We're now in the 30 day comment and verification period for Kaido Orav's submission sharing credit with Bryan Knoll called fx2-cmix, which has exceeded the 1% improvement award threshold.
Source code is published at:
https://github.com/kaitz/fx2-cmix
1.58585% = 100*(1-110793000/112578322)
% improvement = 100*(1-S/priorS)
110492000 := 441463 + 110351665
S := length(cmix)+length(archive9)
S := length(comp9.exe/zip)+length(archive9.exe)
This submission contains fallowing major modifications on top of the recent fx-cmix Hutter Prize winner:
- NLP (Natural language processing)
- online reverse dictionary transform
- single pass wikipedia transform
- updated order of articles.
- mixers contexts are more similar to fxcm mixer contexts.
- mixers have weight update skipping when error is below threshold (improves speed).
- removed the weight regularizer from the mixer (improves speed).
- executable binary size reduced due to "simpler" code.
- Removed 7 indirect nonstationary predictors, 6 match model predictors, 3 mixers.
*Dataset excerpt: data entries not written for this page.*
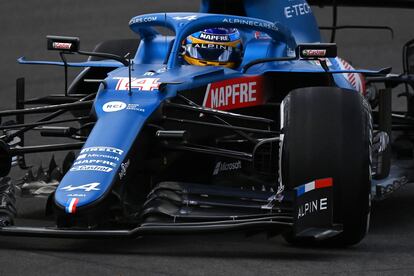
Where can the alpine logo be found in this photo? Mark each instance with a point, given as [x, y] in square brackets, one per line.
[86, 187]
[214, 37]
[223, 167]
[189, 17]
[234, 93]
This improves compression time and at the same time allows fxcm to be more complex and slower.
- Reverse dictionary transform. We load the dictionary when it is found after decompressing it. Text has a separate buffer from coded byte stream buffer.
- Natural language processing using stemmer (from paq8px(d)).
- Stemmer has new word types: Article, Conjunction, Adposition, ConjunctiveAdverb.
- Some word (related) contexts are changed based on what type of word was last. Some words are removed from word streams depending on the last word type. This improves compression.